• “Plus, at a certain point you have to ask yourself, ‘What if there aren’t necromancers eating babies in real life?'”
• Anaheim. Not the deep South, or rural Pennsylvania, but Anaheim.
As that second link shows, I don’t think violent counter-protest is helpful, constructive, or good. But imagine the response — by counter-protesters and the media — if al-Qaida organized a rally in lower Manhattan. The parallel is inexact, of course, because in terms of body count and overall reshaping of American life and American history for the worse, the Klan has been a far, far worse terrorist threat than al-Qaida has ever been or could ever dream to be.
And yet playing footsie with the Klan — the actual God-damned Klan — is a matter of dispute among Republicans and conservative media commentators.
• Trump-loving New Hampshire state Rep. Susan DeLumas says the pope is the Antichrist. (The N.H. state legislature is too big.) “The Pope is the anti-Christ. Do your research,” she posted on Facebook. John Fea walks us through the footnotes of the 1560 Geneva Bible that DeLumas is basing this on.

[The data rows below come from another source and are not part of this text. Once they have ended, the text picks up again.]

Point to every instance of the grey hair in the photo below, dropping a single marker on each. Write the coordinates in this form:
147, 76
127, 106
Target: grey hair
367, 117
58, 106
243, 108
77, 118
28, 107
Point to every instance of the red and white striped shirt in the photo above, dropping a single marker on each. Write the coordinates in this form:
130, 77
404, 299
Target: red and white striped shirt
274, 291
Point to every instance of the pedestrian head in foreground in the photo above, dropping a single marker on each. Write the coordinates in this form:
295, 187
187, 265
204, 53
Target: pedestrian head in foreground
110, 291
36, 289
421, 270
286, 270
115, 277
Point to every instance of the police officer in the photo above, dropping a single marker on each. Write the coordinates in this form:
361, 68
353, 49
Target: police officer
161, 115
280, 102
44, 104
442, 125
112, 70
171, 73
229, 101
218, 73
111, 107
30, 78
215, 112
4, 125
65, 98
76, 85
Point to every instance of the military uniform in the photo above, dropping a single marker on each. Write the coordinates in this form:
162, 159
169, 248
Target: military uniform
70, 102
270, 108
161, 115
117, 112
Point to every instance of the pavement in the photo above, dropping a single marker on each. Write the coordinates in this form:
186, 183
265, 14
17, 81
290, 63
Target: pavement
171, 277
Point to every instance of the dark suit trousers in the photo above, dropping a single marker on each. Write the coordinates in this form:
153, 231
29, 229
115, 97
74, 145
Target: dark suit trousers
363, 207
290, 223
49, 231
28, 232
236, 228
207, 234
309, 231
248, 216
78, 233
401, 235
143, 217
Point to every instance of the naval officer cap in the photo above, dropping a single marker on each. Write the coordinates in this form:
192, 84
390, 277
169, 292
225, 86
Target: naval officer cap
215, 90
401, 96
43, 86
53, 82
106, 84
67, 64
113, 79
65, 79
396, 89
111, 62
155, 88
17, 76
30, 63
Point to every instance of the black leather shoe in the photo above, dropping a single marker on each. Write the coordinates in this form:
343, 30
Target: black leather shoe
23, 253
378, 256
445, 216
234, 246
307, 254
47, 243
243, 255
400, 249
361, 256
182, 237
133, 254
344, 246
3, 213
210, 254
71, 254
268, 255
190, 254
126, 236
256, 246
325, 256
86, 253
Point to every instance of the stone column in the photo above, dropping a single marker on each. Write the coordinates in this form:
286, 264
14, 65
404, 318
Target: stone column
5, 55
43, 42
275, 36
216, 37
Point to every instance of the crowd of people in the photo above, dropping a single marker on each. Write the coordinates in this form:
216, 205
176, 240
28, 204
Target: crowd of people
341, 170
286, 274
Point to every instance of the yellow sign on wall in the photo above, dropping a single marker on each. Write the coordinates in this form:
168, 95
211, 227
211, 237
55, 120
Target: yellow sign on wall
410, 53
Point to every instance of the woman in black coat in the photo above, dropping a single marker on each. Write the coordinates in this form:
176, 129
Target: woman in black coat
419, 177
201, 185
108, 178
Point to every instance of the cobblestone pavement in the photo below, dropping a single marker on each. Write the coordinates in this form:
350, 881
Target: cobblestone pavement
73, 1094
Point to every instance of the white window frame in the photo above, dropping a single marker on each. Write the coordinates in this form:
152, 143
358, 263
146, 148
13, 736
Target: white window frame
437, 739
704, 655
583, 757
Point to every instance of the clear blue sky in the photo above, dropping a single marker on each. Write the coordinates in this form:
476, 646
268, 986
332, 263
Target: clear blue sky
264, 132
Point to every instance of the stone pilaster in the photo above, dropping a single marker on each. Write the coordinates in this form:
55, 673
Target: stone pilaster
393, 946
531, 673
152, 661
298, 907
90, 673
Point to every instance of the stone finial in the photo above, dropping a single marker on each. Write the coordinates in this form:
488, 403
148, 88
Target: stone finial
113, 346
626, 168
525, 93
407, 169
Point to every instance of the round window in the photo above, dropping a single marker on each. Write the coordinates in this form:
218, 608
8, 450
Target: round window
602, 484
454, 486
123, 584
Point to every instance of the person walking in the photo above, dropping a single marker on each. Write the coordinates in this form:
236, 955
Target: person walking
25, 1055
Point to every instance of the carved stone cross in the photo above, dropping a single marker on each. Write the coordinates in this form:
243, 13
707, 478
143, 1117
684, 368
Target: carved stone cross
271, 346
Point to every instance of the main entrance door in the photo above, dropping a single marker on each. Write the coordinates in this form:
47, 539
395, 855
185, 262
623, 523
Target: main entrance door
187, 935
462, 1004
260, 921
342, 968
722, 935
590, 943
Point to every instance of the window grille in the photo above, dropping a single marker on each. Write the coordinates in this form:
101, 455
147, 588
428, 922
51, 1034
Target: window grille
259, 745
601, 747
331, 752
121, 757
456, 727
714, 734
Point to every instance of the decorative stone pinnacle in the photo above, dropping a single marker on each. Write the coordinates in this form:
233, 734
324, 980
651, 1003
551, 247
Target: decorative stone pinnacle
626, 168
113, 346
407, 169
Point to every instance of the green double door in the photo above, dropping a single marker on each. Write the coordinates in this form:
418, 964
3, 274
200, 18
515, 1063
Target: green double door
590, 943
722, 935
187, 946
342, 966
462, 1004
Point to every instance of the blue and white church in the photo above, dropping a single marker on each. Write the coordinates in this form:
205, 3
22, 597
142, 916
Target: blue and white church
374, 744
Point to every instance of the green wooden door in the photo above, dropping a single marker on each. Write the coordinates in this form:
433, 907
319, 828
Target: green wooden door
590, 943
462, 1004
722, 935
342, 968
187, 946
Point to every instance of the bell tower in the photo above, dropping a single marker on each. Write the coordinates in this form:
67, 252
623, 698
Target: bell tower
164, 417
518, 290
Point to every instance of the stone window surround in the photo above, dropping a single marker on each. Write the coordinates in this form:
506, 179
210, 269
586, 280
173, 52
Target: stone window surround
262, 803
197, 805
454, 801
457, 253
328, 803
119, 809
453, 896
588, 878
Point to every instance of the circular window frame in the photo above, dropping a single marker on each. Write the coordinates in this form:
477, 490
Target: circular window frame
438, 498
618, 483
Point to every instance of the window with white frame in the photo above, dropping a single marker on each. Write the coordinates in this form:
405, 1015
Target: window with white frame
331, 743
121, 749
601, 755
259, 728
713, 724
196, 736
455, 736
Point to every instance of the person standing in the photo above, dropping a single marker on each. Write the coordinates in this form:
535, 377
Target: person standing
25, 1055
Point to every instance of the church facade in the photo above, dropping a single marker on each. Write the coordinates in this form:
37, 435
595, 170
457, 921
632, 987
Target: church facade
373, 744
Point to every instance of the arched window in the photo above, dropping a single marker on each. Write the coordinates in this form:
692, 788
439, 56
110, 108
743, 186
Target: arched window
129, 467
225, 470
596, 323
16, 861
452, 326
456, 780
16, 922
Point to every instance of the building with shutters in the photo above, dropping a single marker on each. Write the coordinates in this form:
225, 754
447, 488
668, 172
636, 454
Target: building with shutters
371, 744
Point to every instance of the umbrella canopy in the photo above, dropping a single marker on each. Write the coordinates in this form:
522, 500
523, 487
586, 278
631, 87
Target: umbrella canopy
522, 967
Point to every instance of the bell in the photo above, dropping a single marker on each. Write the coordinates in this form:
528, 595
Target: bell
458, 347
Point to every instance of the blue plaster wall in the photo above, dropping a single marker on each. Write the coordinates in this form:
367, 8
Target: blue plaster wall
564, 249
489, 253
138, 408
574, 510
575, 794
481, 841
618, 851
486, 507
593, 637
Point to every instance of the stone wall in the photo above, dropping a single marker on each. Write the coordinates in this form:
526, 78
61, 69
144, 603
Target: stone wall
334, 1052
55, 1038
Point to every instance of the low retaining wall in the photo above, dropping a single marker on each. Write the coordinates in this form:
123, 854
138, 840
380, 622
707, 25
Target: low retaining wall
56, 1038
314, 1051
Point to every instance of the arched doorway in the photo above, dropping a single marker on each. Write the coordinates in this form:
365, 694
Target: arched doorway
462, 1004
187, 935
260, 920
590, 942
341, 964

Pope-as-Antichrist is so retro — like, 16th-century retro. All the cool kids (i.e., “Bible prophecy” hucksters) these days are predicting an Islamic Antichrist. That lacks even the flimsy Roman Empire/Roman Church pretext of the pope thing, and its utterly incompatible with any of the Bible passages they claim to support the idea. But if “Bible prophecy scholars” allowed a little thing like the utter incompatibility of their ideas with the Bible to stop them, then they’d never get anywhere.

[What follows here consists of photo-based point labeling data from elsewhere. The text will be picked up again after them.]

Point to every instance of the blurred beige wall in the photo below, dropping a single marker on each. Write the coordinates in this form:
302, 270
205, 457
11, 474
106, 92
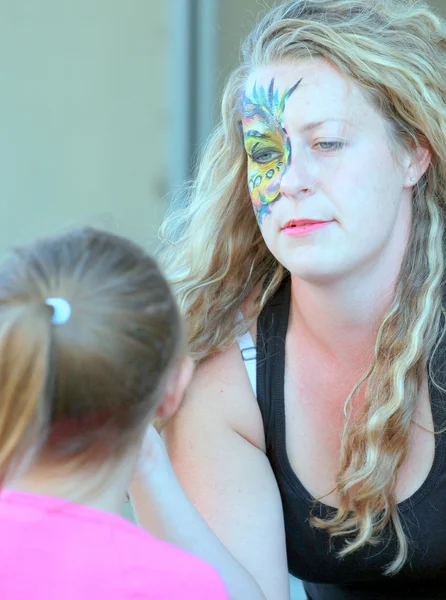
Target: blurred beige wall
83, 116
85, 107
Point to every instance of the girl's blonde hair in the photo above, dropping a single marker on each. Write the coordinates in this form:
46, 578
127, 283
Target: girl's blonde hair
395, 51
82, 391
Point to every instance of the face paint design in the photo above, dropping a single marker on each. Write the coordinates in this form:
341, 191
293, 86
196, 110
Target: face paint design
267, 144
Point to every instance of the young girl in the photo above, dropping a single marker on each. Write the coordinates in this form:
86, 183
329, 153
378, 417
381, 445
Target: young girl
91, 350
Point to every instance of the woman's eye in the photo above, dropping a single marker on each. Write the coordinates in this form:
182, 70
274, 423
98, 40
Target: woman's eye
265, 156
331, 146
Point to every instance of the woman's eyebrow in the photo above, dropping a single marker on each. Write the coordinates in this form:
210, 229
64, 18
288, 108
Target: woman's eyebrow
316, 124
256, 134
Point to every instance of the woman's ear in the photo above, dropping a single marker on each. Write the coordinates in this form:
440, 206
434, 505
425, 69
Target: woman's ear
177, 384
420, 159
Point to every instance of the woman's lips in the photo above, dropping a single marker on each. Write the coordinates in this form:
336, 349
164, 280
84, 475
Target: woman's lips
303, 226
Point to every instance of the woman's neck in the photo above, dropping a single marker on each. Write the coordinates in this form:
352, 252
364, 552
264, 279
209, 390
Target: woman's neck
342, 318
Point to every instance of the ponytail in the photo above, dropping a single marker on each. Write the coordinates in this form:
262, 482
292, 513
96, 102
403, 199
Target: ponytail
25, 352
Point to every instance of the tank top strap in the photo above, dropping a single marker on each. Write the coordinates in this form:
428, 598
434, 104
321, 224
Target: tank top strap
272, 326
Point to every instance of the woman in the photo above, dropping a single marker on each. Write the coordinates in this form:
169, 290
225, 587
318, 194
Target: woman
90, 352
334, 139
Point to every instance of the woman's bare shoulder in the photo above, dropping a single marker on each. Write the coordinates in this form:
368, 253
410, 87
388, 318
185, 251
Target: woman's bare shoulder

• The Republican Party, 2016: “Nine Republicans Reject Naming Post Office After Maya Angelou.” Petty, incapable of even minimal governance, and no longer worried about trying not to look really racist.

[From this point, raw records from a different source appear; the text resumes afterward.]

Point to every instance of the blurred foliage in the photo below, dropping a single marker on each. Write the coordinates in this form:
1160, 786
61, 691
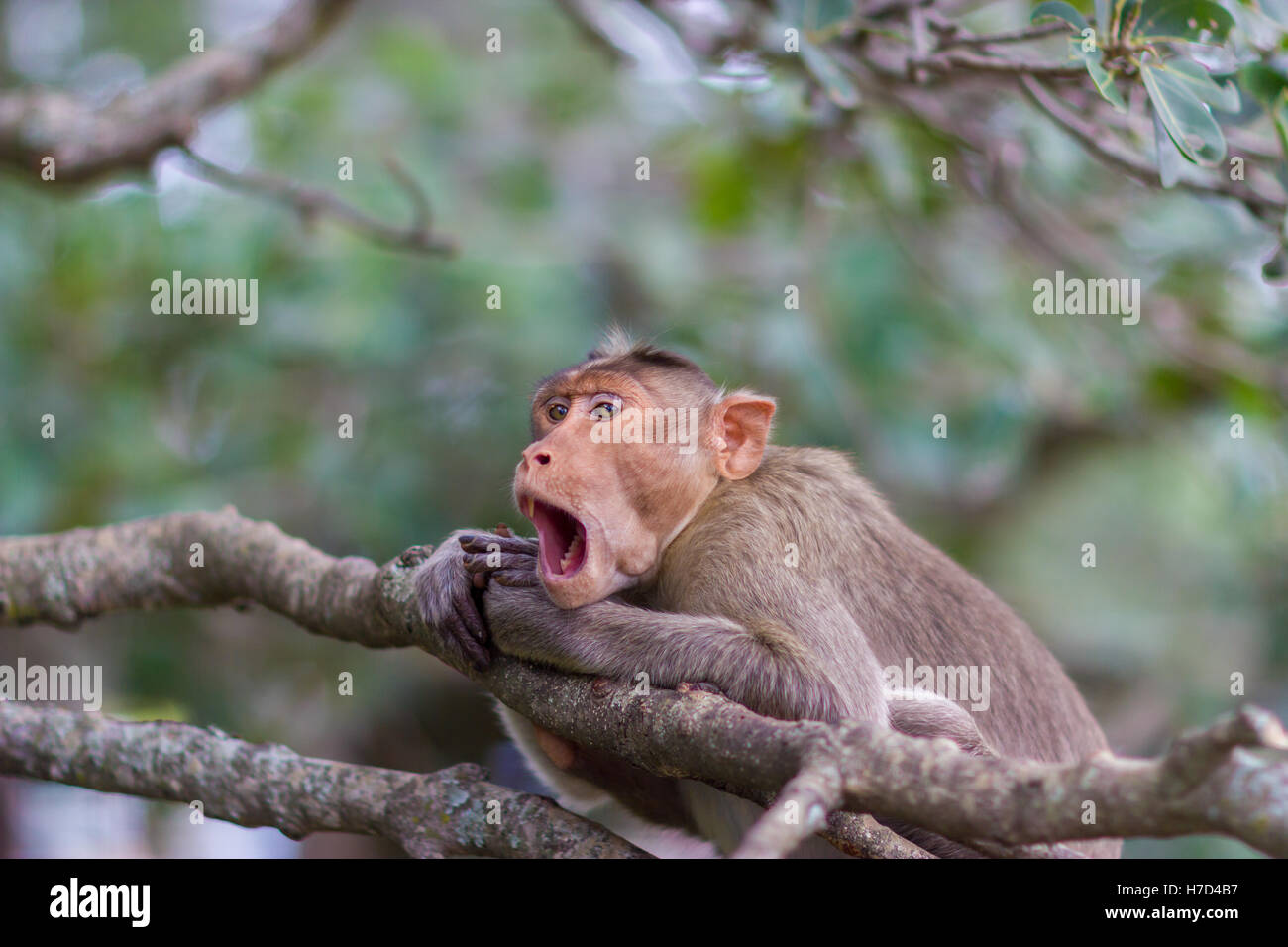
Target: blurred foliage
915, 299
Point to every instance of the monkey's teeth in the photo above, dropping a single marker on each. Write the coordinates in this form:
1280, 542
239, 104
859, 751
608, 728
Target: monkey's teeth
568, 557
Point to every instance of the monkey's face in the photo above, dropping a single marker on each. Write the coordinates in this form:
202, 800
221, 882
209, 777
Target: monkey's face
604, 495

That’s ugly when it comes to relatively trivial matters like the naming of post offices. But it’s not just about relatively trivial matters.
(Oh, and Ms. Angelou — deserving namesake of that N.C. post office — supplied the title for this post.)
• “Chris Christie has seen things. Things you wouldn’t believe. Things that would make your hair fall out and turn grey all at once. But he cannot speak of them. He can only stand there. …”

• “6 New Jersey Papers Call On Christie To Resign Over Trump Endorsement.” These are, surprisingly, Gannett papers — which makes me wonder if having six papers all print the same editorial wasn’t just done as a money-saving measure.
A Christie resignation won’t happen, of course, but if it did, then Lt. Gov. Kim Guadagno would replace him. She’s the first-ever lieutenant governor in the state, which only adopted the office in 2009. That change means, alas, that we won’t see a fourth return of acting governor Richard Codey.
Codey, a state senator since 1982, has served as acting governor of the state on three different occasions — briefly after Gov. Christine Whitman resigned to become EPA administrator, then for two years after Gov. Jim McGreevey resigned, and then again for a month in 2007 when then-Gov. John Corzine was seriously injured in a car accident.
Despite never running for the office, and never being elected to it, Codey is probably the most popular New Jersey governor of the past 30 years. Why so popular? Well, because he’s not Whitman, or McGreevey, or Corzine, or Florio, or Christie …
• Ed Brayton highlights Rafael Cruz as the latest evangelical culture-warrior to simultaneously argue two contradictory things: A) America is a Christian nation with a Christian majority and a sleeping giant of hundreds of millions of faithful Christians; and B) Most people who say they’re Christian are not really, truly, real, true Christians. You can believe one or the other of those, but not both.